Lors de son discours au sommet qui s’est tenu dans la ville de Malabo en République de Guinée équatoriale, M. Ould Merzoug a appelé les chefs d’État et de gouvernement de l’Organisation des États d’Afrique, des Caraïbes et du Pacifique à se concentrer sur le développement de l’économie bleue, à promouvoir l’agriculture intelligente face au climat et à investir dans les énergies renouvelables, compte tenu des grandes potentialités dont disposent les pays de l’organisation dans ce domaine.
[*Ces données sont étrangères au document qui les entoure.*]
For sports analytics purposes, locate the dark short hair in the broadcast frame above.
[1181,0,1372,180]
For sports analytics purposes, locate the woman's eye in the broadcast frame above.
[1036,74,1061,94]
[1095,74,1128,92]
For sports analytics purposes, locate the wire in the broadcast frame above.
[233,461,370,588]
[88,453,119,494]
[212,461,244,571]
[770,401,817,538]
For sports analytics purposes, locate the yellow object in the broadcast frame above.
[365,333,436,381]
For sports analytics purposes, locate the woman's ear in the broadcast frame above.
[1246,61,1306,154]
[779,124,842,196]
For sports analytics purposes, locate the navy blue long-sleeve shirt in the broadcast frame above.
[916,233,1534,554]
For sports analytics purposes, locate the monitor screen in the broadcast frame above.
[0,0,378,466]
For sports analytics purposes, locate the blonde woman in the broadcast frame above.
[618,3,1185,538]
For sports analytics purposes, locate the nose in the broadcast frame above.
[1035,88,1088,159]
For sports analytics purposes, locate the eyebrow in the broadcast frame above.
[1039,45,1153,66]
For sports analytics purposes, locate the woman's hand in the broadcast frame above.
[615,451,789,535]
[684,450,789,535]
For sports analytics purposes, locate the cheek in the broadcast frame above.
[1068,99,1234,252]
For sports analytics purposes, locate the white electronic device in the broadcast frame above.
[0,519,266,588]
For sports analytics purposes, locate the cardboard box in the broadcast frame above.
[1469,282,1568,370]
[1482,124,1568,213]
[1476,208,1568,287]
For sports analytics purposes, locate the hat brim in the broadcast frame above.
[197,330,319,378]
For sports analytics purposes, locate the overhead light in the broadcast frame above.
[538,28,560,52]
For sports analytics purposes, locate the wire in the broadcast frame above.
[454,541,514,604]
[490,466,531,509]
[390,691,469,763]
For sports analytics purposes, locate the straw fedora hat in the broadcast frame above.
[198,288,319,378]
Le ministre a souligné la nécessité de faire passer l’organisation d’un modèle basé sur l’aide à un modèle axé sur la souveraineté économique, l’intégration et la solidarité efficace, ce qui renforcerait sa capacité à contribuer à la formation d’un système international plus équilibré et équitable.
Et M. Merzoug a souligné l’engagement de la Mauritanie à travailler avec ses partenaires pour réussir ce sommet, et à développer les mécanismes de travail de l’organisation au service des intérêts de ses peuples et à renforcer les voies du développement durable.
Et M. Merzoug a souligné que la coopération entre les pays du Sud n’est plus une option complémentaire, mais représente un levier stratégique pour la transformation structurelle, dans le contexte des transformations rapides que connaît le système international et des défis croissants, notamment dans les domaines du climat et du développement.
Il a souligné que l’Organisation des États d’Afrique, des Caraïbes et du Pacifique, qui comprend 79 pays et compte plus de 1,2 milliard d’habitants, possède un potentiel démographique et économique considérable, soutenu par des ressources naturelles importantes et une position géographique stratégique. Cependant, ces atouts nécessitent encore un investissement optimal à travers le renforcement de l’intégration économique et le développement du commerce intra-régional.